Tony zaśmiał się cicho z ekscytacji córki, wiedział, jak bardzo się cieszyła i nie musiała nawet o tym mówić.

- Ja też. - przyznał cicho, zgodnie z prawdą.

~*~

Jeszcze tego samego dnia wieczorem Stella wybrała numer do Pepper, by wszystko jej opowiedzieć. Nie musiała czekać długo, aż kobieta odbierze.

- Pepper! - zawołała od razu, opadając plecami na materac swojego łóżka. Uśmiechała się, jak głupi do sera, ale nie przejmowała się, że ktoś mógł ją zobaczyć. Wtedy nie liczyło się dla niej zdanie osób trzecich. - Słyszałaś? - spytała, choć zdawała sobie sprawę, że blondynka mogła wiedzieć już od dawna o wszystkim. Mimo tego musiała zapytać.

- Słyszałam. - przytaknęła Pepper z uśmiechem. - Tak się cieszę, że wracasz. - dodała, spoglądając przez okno, gdzie akurat zachodziło słońce.

- Nie mogę uwierzyć. W końcu się zgodził! - wykrzyknęła dziewczyna, przymykając oczy na chwilę. Pepper zaśmiała się cicho, bo choć jej nie widziała, wiedziała, jak mocno tamta się cieszyła. - Czy to nie cudowne? Wreszcie wracam do Nowego Jorku.

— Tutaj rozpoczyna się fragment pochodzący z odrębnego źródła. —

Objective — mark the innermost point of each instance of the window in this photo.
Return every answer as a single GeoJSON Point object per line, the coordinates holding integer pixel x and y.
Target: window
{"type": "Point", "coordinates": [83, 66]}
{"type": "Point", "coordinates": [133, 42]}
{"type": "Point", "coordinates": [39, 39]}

- Mam nadzieję, że mnie odwiedzisz.

- Na pewno. Jeśli oczywiście będę miała czas. - oznajmiła Stella, podnosząc się do siadu. Miała tyle planów, co do powrotu do domu... Najbardziej pragnęła spotkać Avengersów, w końcu jej ojciec był jednym z nich. A mimo to miała pewne obawy.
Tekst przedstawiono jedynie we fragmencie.